CFE-CMStatistics 2025: Start Registration
View Submission - CFE-CMStatistics 2025
A0690
Title: Permutation-based multiple testing-controlled variable selection using random forests Authors:  Tim Mueller - Staburo GmbH (Germany) [presenting]
Roman Hornung - University of Munich (Germany)
Silke Szymczak - University of Luebeck (Germany)
Hannes Buchner - Staburo GmbH (Germany)
Abstract: Identifying relevant biomarkers is critical in clinical research and precision medicine, particularly when analyzing high-dimensional data. Random forests (RFs) are promising for such settings due to their flexibility, ease of use, and their ability to handle datasets with more variables than samples. RFs assess the importance of each variable in predicting the outcome using variable importance (VIMP) scores. However, the lack of a known statistical distribution of VIMP scores prevents standard statistical testing and associated multiple testing adjustment for the purpose of variable selection. The aim is to propose a novel method for multiple testing-controlled variable selection. The approach, similar to permutation testing, involves generating permuted counterparts for each variable and comparing their VIMPs across iterations to calculate p-values. However, unlike competing methods, the correlation structure is preserved between the covariates in the permutations to guard against biases.
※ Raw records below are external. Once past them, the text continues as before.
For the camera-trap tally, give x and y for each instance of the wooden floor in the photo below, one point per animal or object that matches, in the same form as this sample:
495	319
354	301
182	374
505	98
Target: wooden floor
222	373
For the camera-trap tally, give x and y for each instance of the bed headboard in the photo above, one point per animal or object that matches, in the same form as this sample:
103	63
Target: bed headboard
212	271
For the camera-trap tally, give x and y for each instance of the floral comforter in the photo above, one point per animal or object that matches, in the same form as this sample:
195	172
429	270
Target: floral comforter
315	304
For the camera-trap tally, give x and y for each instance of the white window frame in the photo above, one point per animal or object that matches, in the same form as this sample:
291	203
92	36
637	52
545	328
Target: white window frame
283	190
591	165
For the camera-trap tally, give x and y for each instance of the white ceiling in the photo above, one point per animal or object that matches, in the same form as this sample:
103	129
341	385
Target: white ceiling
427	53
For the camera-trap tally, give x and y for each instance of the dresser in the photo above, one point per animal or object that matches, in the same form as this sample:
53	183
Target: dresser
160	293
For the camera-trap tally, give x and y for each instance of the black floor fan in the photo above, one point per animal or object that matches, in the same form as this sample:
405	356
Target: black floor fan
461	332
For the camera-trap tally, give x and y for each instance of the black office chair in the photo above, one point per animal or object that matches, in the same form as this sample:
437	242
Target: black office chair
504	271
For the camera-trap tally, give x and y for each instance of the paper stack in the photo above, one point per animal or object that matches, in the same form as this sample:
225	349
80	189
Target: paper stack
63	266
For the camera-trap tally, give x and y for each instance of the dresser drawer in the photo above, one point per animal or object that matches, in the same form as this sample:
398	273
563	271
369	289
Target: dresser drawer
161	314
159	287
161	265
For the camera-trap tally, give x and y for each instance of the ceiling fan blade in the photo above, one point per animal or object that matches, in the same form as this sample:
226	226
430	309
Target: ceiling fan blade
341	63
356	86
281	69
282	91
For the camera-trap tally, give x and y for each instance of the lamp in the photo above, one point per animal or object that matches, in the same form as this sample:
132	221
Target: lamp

With promising results, the method is evaluated against three competing RF variable selection approaches in simulations that involve high- and low-dimensional data, as well as correlated and categorical variables. Moreover, it is applied to a real dataset to demonstrate its practical use. The method's results integrate seamlessly into standard VIMP plots, providing a flexible and transparent way to interpret results in a familiar format.